DIXFIELD — The town will seek voter approval this month to improve the water, sewer and storm drain main lines in the area of Pine, High and North streets.

The special town meeting is set for 7 p.m. Wednesday, July 31, at the Dirigo High School Community Room. The meeting will be preceded by a public hearing at 6 p.m.

Voters will be asked to approve a $1.8 million project consisting of water and sewer line replacements, road reconstruction, engineering and design costs, transaction costs and other expenses. They will also be asked to approve funding the work and authorizing selectmen to accept various grants.

The project, designed by Al Hodsdon Engineering in Waterville, would replace old, galvanized pipes that are in danger of breaking, which would put the town’s water system in danger of contamination as well as causing discoloration.

The work would also replace the water mains, the hydrants and the sewer and stormwater lines, and improve the water flow from the fire hydrants.

According to the five-article warrant, the State of Maine Drinking Water Program has already committed $676,056 in a low-interest loan, and the Clean Water State Revolving fund has been projected to give $110,000 for sewer line replacement and related paving repairs.

The Town Office announced in a statement that the town will seek funding through a Community Development Block Grant. In order to qualify, the town must complete a survey of the households in the project area. The town will apply for a $500,000 CDBG grant.

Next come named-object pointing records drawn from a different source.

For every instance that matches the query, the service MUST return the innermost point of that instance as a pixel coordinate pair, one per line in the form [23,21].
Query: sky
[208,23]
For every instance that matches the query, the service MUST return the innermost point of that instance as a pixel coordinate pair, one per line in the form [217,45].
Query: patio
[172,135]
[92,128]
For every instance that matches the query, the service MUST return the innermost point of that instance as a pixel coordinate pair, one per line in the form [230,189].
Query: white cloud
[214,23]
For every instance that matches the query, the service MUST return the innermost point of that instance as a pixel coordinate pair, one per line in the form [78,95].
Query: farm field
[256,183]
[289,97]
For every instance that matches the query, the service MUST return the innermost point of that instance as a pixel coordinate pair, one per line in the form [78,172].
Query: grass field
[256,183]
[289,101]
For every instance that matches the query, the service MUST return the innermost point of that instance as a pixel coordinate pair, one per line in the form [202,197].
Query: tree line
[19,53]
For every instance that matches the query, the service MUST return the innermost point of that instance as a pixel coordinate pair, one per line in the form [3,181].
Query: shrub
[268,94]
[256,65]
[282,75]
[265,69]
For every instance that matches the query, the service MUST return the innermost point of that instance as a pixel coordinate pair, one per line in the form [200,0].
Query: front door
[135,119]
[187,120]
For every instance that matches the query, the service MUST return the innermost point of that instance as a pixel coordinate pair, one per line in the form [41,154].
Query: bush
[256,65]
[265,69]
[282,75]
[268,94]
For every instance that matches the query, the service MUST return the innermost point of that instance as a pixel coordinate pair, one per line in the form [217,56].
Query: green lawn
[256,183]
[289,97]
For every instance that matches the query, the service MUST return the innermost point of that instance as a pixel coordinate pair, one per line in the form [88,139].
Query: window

Article 3 asks voters if the town should approve a capital project consisting of upgrades to the Dixfield Water District pump station, engineering and design costs, transaction costs and other expenses and appropriate the sum of $151,215 to fund the project.

Article 4 asks residents if the town should vote to authorize a “tax club” payment plan where residents would pay for their taxes monthly instead of quarterly.

Town Manager Linda Pagels-Wentworth said at Monday’s selectmen meeting that residents would have until Sept. 16 to apply for the program, which is set up “like a Christmas club for your taxes.”

Each resident who applies for the program by Sept. 16 would have their total yearly taxes divided by 10, one for each remaining month of the fiscal year.

Pagels-Wentworth said the tax club would accept checks and cash but not credit cards.

Article 5 asks voters if the town should pass a Property Assessed Clean Energy Ordinance, which would give residents access to low-cost loans for home energy efficiency upgrades.

The program’s funding, administered through Efficiency Maine, comes from a U.S. Department of Energy grant.

To participate, homeowners must have an energy audit which shows the property needs improvement and homeowners must meet several criteria to qualify for a loan. The loans can be used to pay for insulation, more efficient heating systems and other upgrades.